Look, I admit it. I care about the Oxford comma. In fact, I care enough to call it the “Oxford comma” rather than the “serial comma.” Oxford comma makes the comma sound sophisticated and worldly, whereas serial comma makes it sound like the poor comma is getting ready to join the ranks of Ted Bundy and John Wayne Gacy.
For those who don’t care passionately about this important topic, the Oxford comma is the comma that should come before the conjunction when you list three or more words or phrases. So, if you’re talking about greatness, LeBron James, and how Cleveland bashers can go pound sand, the Oxford comma is the little guy that follows LeBron James.
Some style guides, like the AP style guide that most American newspapers follow, say that when the sentence involves just a simple series, you should get rid of that comma and go directly to the conjunction. I think the AP’s reckless and inexplicable decision in that regard is almost certainly solely responsible for the general decline of newspaper circulation in the United States over the past 50 years.

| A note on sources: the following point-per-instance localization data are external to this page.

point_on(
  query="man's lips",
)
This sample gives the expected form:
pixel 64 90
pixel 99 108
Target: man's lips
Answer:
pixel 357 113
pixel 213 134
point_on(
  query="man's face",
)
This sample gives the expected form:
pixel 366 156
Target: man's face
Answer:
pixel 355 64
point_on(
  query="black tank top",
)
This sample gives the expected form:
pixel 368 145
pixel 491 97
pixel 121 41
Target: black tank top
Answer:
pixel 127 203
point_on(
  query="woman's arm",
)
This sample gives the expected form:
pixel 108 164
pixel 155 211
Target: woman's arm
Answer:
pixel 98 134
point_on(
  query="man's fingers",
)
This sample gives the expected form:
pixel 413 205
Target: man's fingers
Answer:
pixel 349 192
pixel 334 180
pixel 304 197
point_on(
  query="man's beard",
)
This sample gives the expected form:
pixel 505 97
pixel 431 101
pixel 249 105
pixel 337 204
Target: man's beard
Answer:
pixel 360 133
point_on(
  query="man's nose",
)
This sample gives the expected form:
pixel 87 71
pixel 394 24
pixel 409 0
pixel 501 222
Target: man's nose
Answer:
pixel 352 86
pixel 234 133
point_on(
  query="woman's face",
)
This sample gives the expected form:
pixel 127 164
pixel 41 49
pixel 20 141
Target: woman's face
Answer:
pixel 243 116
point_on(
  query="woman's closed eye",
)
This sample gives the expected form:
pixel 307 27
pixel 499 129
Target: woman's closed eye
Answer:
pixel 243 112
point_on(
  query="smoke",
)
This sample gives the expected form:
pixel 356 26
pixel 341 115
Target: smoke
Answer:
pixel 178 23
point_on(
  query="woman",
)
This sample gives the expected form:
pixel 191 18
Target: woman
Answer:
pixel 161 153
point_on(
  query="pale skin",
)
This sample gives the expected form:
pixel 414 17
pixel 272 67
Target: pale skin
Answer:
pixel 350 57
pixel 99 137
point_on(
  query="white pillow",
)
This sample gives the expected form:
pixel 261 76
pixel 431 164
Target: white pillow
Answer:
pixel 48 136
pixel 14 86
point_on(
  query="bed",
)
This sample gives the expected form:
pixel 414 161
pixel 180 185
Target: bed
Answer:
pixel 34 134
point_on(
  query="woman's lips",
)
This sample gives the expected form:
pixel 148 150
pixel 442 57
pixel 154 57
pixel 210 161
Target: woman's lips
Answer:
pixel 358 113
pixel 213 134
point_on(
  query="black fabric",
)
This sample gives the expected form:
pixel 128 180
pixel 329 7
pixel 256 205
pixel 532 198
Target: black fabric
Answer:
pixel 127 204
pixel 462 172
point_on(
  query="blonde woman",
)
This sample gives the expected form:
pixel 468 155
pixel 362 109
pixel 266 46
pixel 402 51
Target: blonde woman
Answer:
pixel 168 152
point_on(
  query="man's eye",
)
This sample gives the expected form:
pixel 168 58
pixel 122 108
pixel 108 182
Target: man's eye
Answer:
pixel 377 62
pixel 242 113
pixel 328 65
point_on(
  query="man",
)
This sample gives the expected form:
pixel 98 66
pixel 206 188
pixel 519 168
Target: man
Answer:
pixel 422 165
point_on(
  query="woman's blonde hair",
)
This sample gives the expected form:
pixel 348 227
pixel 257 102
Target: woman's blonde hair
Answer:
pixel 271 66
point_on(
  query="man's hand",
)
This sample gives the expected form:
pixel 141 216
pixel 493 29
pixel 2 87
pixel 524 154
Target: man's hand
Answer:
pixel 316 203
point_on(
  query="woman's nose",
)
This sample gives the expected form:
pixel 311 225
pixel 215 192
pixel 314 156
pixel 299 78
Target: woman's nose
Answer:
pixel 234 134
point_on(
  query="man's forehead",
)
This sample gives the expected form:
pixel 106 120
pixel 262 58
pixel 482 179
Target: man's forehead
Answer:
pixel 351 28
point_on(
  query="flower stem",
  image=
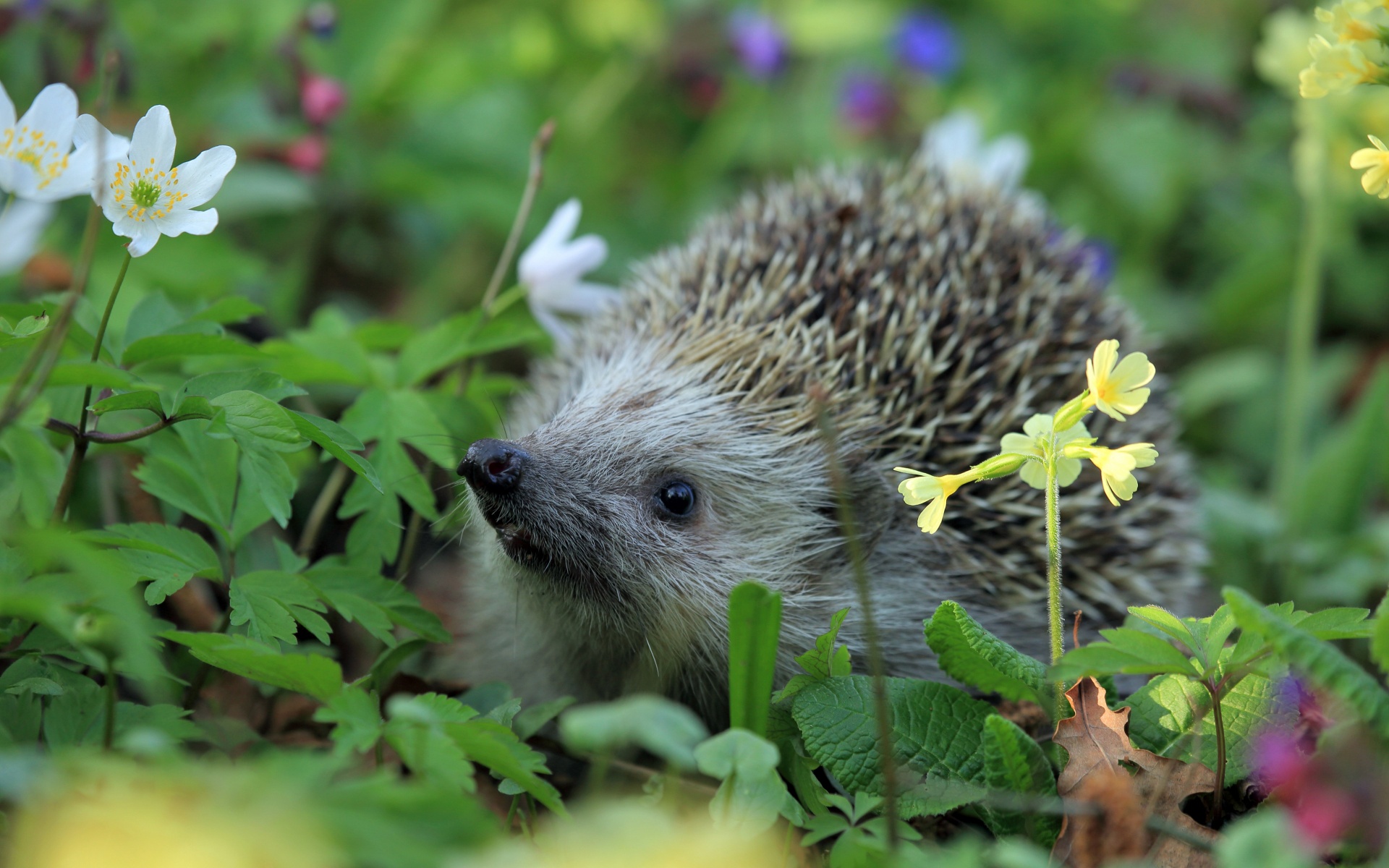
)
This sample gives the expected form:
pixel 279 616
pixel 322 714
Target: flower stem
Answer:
pixel 1309 161
pixel 51 346
pixel 80 443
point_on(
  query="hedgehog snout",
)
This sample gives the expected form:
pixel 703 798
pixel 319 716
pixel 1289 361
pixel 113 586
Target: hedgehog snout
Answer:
pixel 493 467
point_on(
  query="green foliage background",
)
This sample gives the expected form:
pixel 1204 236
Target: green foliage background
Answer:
pixel 1150 134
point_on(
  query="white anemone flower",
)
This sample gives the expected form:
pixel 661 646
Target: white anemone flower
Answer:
pixel 956 143
pixel 146 196
pixel 552 270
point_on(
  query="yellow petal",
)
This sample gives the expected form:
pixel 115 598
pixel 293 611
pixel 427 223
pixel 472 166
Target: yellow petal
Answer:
pixel 930 519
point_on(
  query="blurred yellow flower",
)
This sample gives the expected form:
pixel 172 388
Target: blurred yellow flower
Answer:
pixel 1375 181
pixel 127 817
pixel 1117 386
pixel 1354 20
pixel 1117 466
pixel 632 835
pixel 1031 442
pixel 934 492
pixel 1339 67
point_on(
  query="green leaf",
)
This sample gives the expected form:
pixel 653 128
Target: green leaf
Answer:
pixel 270 603
pixel 1380 641
pixel 220 382
pixel 1320 660
pixel 937 729
pixel 89 374
pixel 530 721
pixel 131 400
pixel 750 795
pixel 359 593
pixel 1126 650
pixel 416 731
pixel 495 746
pixel 653 723
pixel 753 632
pixel 229 309
pixel 312 674
pixel 975 658
pixel 164 555
pixel 1167 623
pixel 336 441
pixel 1013 762
pixel 823 661
pixel 177 346
pixel 1165 712
pixel 356 718
pixel 255 418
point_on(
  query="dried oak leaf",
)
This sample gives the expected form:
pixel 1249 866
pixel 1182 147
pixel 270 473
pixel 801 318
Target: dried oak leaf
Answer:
pixel 1097 741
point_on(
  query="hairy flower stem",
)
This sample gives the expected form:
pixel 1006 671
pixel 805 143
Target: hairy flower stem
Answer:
pixel 80 443
pixel 539 146
pixel 1053 569
pixel 877 670
pixel 1220 752
pixel 1304 302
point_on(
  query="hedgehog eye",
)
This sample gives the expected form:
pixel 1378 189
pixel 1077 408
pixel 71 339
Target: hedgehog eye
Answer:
pixel 677 498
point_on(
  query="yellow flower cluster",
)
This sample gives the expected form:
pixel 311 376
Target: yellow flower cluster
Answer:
pixel 1053 446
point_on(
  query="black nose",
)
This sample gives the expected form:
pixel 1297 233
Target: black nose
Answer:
pixel 493 466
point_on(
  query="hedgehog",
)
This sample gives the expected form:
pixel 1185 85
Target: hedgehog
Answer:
pixel 673 451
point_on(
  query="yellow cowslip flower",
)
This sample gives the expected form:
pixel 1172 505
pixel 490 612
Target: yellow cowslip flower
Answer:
pixel 1354 20
pixel 1337 69
pixel 1375 181
pixel 1117 385
pixel 934 492
pixel 631 835
pixel 1031 443
pixel 122 816
pixel 1116 466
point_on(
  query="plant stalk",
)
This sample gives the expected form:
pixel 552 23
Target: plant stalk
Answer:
pixel 1304 302
pixel 80 443
pixel 883 712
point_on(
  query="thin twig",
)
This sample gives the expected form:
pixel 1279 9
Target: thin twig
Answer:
pixel 539 146
pixel 856 557
pixel 323 506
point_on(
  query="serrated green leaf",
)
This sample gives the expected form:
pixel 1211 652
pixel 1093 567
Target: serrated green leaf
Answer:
pixel 131 400
pixel 750 793
pixel 177 346
pixel 753 632
pixel 164 555
pixel 937 729
pixel 1014 763
pixel 312 674
pixel 659 726
pixel 1320 660
pixel 356 718
pixel 823 661
pixel 975 658
pixel 271 602
pixel 1165 712
pixel 336 441
pixel 495 746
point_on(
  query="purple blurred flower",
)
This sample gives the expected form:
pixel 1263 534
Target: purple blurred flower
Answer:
pixel 759 43
pixel 925 42
pixel 1097 258
pixel 866 103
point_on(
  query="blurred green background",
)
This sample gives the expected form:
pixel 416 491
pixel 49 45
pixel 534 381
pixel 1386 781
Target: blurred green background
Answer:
pixel 1150 132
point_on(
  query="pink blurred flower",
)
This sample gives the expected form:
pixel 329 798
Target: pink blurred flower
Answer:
pixel 307 153
pixel 321 98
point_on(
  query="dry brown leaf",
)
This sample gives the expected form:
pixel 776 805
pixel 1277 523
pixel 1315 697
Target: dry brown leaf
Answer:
pixel 1097 741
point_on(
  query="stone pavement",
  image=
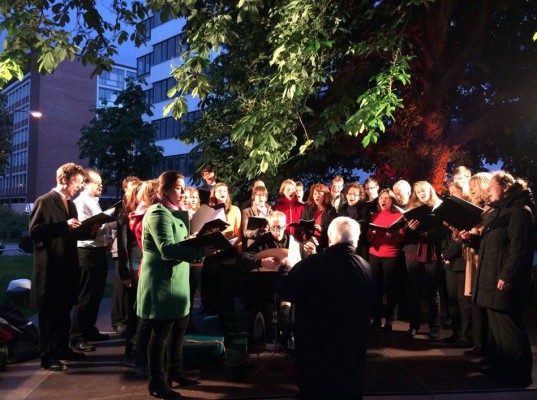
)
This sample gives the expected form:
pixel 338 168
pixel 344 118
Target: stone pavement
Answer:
pixel 398 367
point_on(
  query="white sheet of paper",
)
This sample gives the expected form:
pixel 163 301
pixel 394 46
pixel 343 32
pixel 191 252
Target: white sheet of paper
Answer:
pixel 294 252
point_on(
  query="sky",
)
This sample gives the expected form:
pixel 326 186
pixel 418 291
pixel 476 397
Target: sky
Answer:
pixel 126 52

Why do I care about the Oxford comma? It has nothing to do with dueling grammarians, punctuation prissiness, or trying to trace commas back to the English of Chaucer. Instead, I think the Oxford comma is essential because writing and reading is all about cadence and the little voice in my head. When I’m really reading something, and not just scanning a sign or an internet pop-up ad, a little voice in my head is reading the words along with me. When I write something, that little voice is there, too, writing along with me. The little voice cares about punctuation, and flow. And when I write about sadism, Ramsay Bolton, and starving dogs, the little voice wants to pause for a moment after Ramsay Bolton, to savor his richly deserved demise, before moving on to the agents of his destruction. The alternative is an unseemly headlong rush to the end of the sentence.
The Oxford comma is the literary difference between a cool walk on a spring morning, where you’ve got time to admire the tulips, the budding greenery, and the sun’s warming rays, and driving by in a stuffy car. That’s why I’m a proponent of the Oxford comma.